There’s an old X-Men comic in which everyone on the team has to choose between continuing the mission (stealing a big, magic crystal, if I remember correctly) or achieving their heart’s desire. However, when faced with this decision, the X-Man Dazzler is offered three different desires from which to pick: She could become a world-famous rock star, a high-powered attorney, or a bag lady. Here’s how it played out:
As a kid, this had a profound effect on me: Whenever I was struggling with something, or feeling overwhelmed, I’d be like, “Well, do you want to be a rock star or a bag lady?” And I’d push through. But for the past several months, as debts piled up and waking life got more difficult to navigate, “bag lady” started seeming more and more like a viable career option.
And old friend of mine used to say that it was hard to be a writer when the act of writing triggered her depression. I totally get that, but for me, the opposite is true: Writing puts me in a good mood, and I get my best writing done when things are going well — in that state, the act of writing enhances the happiness. It’s when my depression is in full effect that I can’t write, especially when I’ve used up all my spoons on Sisyphean efforts like getting out of bed or remembering to eat. And that makes me feel like a failure, which in turn makes me want to move into a cardboard box under an overpass with the other homeless mutants.
The blog languished during this period, and while I made occasional notes for potential posts, I spent more time at the Forge growling at customers instead of jotting down the hilarious things they said. I kept meaning to post… I don’t know, anything, even just a brief “not dead, just sad,” but even that seemed like an onus. And besides, it wasn’t like anyone actually cared what I wrote anyway, right?

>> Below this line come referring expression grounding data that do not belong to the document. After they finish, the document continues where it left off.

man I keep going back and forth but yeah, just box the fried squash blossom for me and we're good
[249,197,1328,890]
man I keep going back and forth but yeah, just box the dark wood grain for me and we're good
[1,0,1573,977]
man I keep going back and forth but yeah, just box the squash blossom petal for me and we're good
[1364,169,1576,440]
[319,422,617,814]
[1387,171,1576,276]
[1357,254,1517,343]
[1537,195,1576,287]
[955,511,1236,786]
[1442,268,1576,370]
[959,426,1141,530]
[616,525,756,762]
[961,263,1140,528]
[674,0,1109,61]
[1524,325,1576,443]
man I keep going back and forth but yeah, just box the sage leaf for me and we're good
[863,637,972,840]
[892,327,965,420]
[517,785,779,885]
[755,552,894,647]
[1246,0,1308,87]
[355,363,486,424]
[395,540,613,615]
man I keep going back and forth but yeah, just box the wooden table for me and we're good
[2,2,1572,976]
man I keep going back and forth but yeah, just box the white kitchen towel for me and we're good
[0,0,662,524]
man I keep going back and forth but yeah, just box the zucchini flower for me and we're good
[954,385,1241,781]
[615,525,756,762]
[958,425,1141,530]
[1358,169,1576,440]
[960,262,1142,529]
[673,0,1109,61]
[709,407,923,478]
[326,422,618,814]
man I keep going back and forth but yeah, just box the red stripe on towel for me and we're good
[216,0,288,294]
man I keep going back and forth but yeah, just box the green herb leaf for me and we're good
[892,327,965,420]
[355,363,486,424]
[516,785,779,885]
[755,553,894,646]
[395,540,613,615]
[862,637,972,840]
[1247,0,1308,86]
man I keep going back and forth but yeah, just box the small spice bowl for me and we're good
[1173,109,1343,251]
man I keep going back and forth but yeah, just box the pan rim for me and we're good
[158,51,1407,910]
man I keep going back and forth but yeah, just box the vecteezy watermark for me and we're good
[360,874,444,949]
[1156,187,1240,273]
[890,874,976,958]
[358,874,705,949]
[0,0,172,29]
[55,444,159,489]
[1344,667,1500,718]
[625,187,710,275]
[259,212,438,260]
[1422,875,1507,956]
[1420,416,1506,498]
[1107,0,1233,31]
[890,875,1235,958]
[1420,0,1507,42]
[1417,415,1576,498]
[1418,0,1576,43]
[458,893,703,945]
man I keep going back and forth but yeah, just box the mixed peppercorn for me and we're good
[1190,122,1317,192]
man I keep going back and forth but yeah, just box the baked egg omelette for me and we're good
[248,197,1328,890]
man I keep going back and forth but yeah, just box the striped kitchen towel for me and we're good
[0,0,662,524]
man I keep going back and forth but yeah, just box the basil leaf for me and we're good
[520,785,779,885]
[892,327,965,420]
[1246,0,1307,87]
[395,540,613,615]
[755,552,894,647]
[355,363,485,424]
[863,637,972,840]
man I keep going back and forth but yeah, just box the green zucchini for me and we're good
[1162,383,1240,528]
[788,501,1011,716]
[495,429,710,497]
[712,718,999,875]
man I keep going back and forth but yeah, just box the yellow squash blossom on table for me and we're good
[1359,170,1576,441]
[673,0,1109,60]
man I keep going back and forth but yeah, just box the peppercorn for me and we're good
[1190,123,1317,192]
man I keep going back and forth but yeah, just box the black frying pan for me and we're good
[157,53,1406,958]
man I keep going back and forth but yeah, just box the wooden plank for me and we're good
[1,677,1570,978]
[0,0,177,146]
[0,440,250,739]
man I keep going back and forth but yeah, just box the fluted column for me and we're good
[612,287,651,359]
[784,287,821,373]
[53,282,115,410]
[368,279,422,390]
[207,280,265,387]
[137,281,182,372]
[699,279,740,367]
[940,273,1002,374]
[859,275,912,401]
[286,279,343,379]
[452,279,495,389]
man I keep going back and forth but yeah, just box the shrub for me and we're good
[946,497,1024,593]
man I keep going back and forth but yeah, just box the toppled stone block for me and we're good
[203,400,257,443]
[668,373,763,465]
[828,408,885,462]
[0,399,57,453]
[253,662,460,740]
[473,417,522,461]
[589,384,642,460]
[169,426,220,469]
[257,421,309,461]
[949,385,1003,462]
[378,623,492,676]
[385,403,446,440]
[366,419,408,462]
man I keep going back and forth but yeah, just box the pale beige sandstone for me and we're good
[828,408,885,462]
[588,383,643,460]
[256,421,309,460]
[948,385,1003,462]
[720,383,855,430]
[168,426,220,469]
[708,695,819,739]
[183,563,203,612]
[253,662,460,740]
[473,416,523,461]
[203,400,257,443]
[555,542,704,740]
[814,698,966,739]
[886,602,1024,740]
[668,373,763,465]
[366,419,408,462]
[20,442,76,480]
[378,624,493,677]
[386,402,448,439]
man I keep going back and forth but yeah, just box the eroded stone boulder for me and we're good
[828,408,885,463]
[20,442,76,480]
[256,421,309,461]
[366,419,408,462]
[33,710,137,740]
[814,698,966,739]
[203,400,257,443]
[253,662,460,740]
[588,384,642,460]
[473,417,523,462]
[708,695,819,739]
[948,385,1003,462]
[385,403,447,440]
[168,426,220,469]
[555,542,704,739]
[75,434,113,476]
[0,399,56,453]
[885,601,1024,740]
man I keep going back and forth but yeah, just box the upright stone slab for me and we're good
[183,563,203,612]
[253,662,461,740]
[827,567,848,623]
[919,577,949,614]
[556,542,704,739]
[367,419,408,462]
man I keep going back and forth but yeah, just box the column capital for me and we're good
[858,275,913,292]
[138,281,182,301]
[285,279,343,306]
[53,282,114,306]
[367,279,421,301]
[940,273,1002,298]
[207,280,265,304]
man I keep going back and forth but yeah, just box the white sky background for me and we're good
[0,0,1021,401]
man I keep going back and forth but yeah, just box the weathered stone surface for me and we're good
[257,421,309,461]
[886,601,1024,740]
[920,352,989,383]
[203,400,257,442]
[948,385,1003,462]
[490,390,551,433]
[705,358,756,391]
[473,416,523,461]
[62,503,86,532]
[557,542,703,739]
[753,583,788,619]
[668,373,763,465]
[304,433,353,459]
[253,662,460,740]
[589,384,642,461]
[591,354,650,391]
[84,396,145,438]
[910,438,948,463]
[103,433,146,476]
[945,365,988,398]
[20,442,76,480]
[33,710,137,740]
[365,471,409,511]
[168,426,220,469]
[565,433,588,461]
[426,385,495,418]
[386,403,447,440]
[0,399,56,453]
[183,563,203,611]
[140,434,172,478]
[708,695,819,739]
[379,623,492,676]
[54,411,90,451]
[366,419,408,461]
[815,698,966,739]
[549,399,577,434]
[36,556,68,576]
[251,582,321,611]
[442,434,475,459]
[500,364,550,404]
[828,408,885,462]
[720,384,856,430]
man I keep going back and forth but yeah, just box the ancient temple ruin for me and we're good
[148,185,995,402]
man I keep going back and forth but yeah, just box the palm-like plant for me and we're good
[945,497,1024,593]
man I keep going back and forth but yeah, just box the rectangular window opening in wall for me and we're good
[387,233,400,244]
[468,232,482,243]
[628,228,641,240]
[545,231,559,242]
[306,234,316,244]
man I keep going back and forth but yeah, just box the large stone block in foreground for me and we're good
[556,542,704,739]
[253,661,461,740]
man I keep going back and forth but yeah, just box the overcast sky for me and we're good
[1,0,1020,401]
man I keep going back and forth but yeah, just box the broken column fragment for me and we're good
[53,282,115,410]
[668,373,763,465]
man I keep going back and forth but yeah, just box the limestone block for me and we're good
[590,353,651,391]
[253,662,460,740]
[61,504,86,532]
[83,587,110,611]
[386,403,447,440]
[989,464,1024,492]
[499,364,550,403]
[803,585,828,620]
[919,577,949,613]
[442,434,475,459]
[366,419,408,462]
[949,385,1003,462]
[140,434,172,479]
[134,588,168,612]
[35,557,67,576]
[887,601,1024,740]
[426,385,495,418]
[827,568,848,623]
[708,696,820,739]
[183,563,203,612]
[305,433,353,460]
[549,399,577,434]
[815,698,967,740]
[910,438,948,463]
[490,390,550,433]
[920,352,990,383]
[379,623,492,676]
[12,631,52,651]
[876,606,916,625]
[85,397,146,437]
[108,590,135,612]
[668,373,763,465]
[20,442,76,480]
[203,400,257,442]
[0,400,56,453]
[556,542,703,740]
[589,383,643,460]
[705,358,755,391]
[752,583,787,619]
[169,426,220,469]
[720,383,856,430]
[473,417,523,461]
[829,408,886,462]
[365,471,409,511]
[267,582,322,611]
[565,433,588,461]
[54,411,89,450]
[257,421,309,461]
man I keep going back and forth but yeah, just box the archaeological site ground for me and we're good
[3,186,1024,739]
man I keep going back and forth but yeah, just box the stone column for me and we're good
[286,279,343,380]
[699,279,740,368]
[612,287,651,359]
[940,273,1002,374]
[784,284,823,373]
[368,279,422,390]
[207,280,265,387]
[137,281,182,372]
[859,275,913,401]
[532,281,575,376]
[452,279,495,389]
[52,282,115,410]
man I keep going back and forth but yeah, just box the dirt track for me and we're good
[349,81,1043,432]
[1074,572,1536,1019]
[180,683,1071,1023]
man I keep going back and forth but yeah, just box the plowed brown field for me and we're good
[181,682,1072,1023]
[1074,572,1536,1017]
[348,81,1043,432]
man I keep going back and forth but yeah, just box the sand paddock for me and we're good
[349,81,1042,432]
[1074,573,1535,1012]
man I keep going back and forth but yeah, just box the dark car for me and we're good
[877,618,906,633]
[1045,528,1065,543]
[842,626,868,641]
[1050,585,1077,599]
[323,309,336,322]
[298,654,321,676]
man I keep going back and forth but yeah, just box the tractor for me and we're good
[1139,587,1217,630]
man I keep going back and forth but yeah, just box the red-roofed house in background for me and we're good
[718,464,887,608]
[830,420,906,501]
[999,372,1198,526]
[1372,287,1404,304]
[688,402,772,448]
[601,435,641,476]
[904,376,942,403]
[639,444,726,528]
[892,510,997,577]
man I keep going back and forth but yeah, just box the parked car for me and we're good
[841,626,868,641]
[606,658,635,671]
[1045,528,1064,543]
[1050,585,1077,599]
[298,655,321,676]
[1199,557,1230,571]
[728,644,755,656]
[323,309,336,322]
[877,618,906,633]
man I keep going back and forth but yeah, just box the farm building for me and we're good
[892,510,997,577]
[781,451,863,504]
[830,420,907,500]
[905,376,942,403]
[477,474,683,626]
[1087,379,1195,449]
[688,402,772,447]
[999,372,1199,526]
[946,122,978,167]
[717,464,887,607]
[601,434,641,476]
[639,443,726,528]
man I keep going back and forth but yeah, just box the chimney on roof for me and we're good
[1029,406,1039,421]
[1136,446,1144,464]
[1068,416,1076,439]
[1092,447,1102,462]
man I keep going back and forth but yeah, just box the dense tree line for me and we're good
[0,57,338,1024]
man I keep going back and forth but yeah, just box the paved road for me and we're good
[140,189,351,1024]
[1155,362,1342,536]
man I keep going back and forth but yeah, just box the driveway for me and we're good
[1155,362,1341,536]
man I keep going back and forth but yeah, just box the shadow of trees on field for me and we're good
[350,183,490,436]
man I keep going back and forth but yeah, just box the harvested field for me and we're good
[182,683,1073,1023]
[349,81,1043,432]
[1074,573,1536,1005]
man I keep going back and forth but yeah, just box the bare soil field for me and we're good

And then, one fine day, Tank texted me to let me know that a woman name Bridgett had messaged the store, because I hadn’t posted anything for awhile, and she wanted to make sure I was okay. I mentioned this Nuke a few days later, and he was like, “Yeah, we’ve been getting phone calls from people, too. Apparently, you have fans.”
I strongly maintain that it’s okay not to realize one’s blog has a cult following, but that said… guys, I sincerely apologize for making anyone worry. The depression is still lingering around, but I can finally see the light at the end of the rabbit hole, and as such, I am going to do my best to get back to posting regularly and keeping you all entertained with the weird shit that never seems to happen to anyone but me.
And hey, Bridgett? Thank you for checking in. Even if it took awhile to set the bag lady costume aside, I appreciate being made aware that I was wearing it in the first place. This time around, I’m going to be a rock star, and I’m dedicating my first album to you.
ETA: I forgot to mention in the updates that I started wearing glasses again. That’s neither here nor there and has nothing to do with depression or blogging, but still, I think they suit me.